Not that long ago, when it was time to consider your estate plan, you only had to worry about assets you could touch. While some of your assets may have been in various accounts, those holdings still stood for a tangible amount of dollars that you could withdraw if you wanted.
The world changed, and became more digital. What started as email and online access to your bank account became a portal to some of your most important assets found a home in the mysterious cloud.
As you start to think about your estate plan, this is what you need to know about digital assets.
More than family photos
When you think about your digital assets, you may think about the pictures stored on your personal computer. You might also think about your family’s budget spreadsheet, files and other important personal information.
More likely, your digital assets include more than what your PC holds, such as:
- Social media
- Digital books, movies and music
- Bank accounts
- Web domains
In one way or another, these accounts will need a solution when you pass away. Some accounts will simply need to be closed, while others may need more care.
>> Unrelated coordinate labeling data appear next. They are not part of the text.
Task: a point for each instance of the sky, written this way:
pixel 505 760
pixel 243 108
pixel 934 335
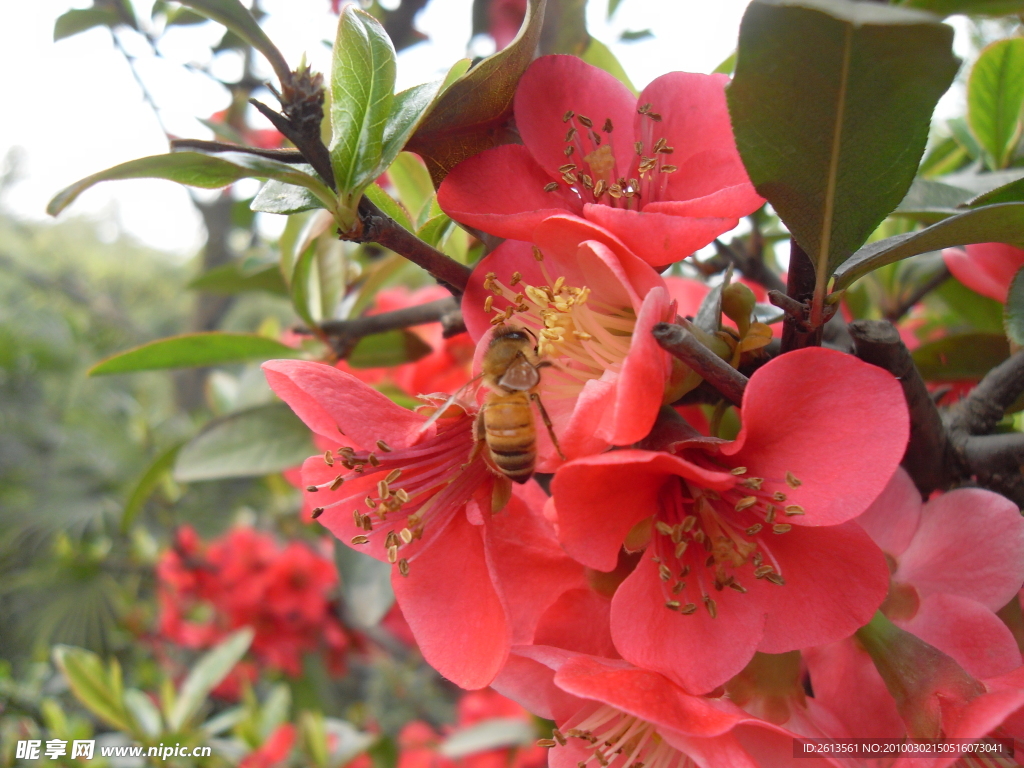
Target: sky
pixel 73 108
What happens to the content?
For some accounts, ownership is simple. Content that you created belongs to you and you can pass it on to anyone you like; the same is true of financial accounts.
Accounts that came with licensing agreements for content that you purchase may not be as simple to transfer. For most digital media accounts, the content stored in your cloud-based account is not transferrable. Some accounts, however, allow a certain number of downloads of the purchased content. If, on the other hand, you download the content onto a physical hard drive, you can include that content in your will.
As you consider your estate plan, think about your digital accounts and what information you want to be able to pass on. Also consider how important it is to be able to pass on assets like your digital library.